In python, a NotImplementedError usually appears when you inherit an abstract class, it is a way to tell you that you should implement forward method.

class SimplePytorchModel(nn.Module):
    def __init__(self):
        super().__init__()
        self.linear = nn.Linear(10,10)
    def forward(self,x):
        return self.linear(x)
        
torch_model = SimplePytorchModel()
torch_model(x)
tensor([[-0.1243,  0.2997,  0.0861,  0.1849,  0.7241,  0.2632, -0.0680, -0.2111,
         -0.2606,  0.0837],
        [-0.0055,  0.1734,  0.2746,  0.1991,  0.6859,  0.2768,  0.0025, -0.2273,
         -0.1930,  0.2122],
        [-0.1407,  0.2008,  0.3773,  0.0956,  0.9796,  0.1915,  0.2936, -0.0837,
         -0.3146,  0.0808],
        [-0.0511,  0.1153,  0.2846,  0.2106,  0.7390,  0.0737, -0.1066, -0.3968,
         -0.3212,  0.2819],
        [-0.3408,  0.3093,  0.3826,  0.0783,  0.5542,  0.1298, -0.1768, -0.1407,
         -0.4774,  0.1776],
        [-0.1892,  0.2563,  0.1489, -0.0091,  0.4639,  0.1332, -0.0166, -0.3798,
         -0.4021,  0.2960],
        [-0.1463,  0.0375,  0.4741,  0.0881,  0.5674, -0.0446,  0.1802, -0.2256,
         -0.3006,  0.0376],
        [-0.1006, -0.1654,  0.3519,  0.3158,  0.5454, -0.0781,  0.0866, -0.4032,
         -0.5419,  0.2580],
        [-0.4006,  0.3089,  0.3450, -0.1411,  0.4353, -0.0416, -0.1630, -0.4652,
         -0.7266,  0.1949],
        [-0.1350,  0.0554,  0.1492,  0.4462,  0.8991,  0.2545,  0.1237, -0.1321,
         -0.4591,  0.2725]], grad_fn=<AddmmBackward>)

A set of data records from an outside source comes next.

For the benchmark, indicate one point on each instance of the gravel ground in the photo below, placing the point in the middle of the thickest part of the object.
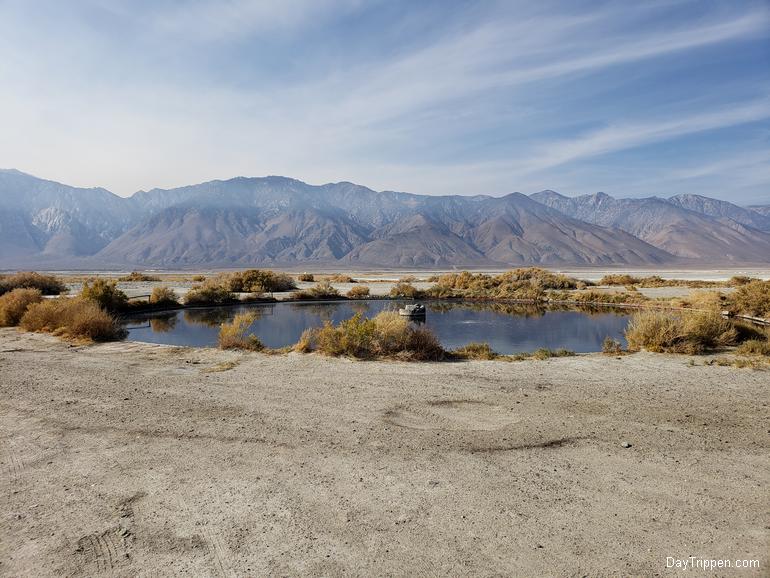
(129, 459)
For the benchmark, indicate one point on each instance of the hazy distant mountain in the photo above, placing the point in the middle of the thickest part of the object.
(669, 226)
(723, 209)
(44, 218)
(276, 221)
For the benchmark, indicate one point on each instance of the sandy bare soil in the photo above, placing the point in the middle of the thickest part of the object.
(130, 459)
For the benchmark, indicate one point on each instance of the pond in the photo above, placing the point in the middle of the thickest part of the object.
(508, 328)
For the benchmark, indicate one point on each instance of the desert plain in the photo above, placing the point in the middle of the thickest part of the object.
(129, 459)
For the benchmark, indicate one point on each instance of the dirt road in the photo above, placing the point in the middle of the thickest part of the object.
(129, 459)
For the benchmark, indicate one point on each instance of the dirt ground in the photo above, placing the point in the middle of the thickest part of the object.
(129, 459)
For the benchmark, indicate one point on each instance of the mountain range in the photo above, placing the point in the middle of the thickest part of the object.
(278, 221)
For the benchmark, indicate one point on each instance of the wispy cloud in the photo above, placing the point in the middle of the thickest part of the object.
(436, 97)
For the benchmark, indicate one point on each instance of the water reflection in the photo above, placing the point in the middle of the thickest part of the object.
(507, 327)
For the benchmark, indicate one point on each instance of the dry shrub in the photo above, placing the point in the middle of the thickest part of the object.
(321, 290)
(738, 280)
(405, 291)
(611, 346)
(476, 351)
(525, 283)
(163, 296)
(591, 296)
(754, 347)
(256, 281)
(340, 278)
(233, 335)
(210, 293)
(710, 300)
(753, 298)
(545, 353)
(619, 279)
(306, 342)
(105, 293)
(690, 333)
(46, 284)
(73, 319)
(137, 276)
(358, 292)
(14, 304)
(386, 335)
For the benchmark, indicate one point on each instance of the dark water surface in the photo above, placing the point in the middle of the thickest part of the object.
(507, 328)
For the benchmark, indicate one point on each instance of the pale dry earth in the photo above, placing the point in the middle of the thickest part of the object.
(129, 459)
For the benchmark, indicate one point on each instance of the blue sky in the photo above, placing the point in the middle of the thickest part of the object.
(630, 98)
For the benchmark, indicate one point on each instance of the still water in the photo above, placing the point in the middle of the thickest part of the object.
(507, 328)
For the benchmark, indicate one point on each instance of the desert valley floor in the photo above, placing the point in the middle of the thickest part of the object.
(132, 459)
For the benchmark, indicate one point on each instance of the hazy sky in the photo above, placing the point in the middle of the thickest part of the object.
(631, 98)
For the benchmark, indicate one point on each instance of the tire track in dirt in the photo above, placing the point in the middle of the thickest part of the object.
(105, 550)
(216, 551)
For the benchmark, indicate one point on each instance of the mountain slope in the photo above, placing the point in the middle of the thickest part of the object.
(722, 209)
(45, 218)
(278, 221)
(668, 226)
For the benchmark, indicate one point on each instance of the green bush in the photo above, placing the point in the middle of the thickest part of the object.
(689, 333)
(75, 318)
(209, 294)
(46, 284)
(358, 292)
(105, 293)
(752, 298)
(405, 291)
(386, 335)
(163, 296)
(321, 290)
(137, 276)
(476, 351)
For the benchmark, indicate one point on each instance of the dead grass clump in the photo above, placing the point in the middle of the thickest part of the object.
(256, 281)
(619, 279)
(527, 283)
(480, 351)
(405, 291)
(209, 293)
(386, 335)
(710, 300)
(306, 342)
(163, 296)
(611, 346)
(358, 292)
(14, 304)
(234, 335)
(754, 347)
(321, 290)
(689, 333)
(752, 298)
(105, 293)
(138, 276)
(46, 284)
(76, 318)
(340, 278)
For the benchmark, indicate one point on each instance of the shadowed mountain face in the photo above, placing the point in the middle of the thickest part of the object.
(687, 226)
(280, 221)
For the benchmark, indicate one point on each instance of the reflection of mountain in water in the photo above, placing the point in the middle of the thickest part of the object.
(507, 327)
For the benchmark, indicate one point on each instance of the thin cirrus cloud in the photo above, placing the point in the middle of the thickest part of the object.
(440, 97)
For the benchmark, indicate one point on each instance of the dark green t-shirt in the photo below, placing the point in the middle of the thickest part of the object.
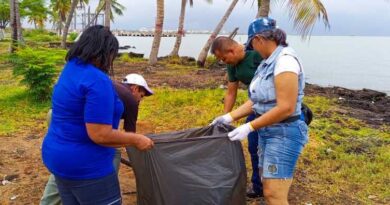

pl.LightningModule is a higher level class for nn.Module.

class SimpleLightningModel(pl.LightningModule):
    ...
    
pl_model = SimpleLightningModel()
pl_model(x)
NotImplementedError: 

It shouldn’t surprise you the same error pop out again, after all, pl.LightningModule is a high level wrapper for nn.Module. So we need to implement what is the forward method too. We can confirm this with this line.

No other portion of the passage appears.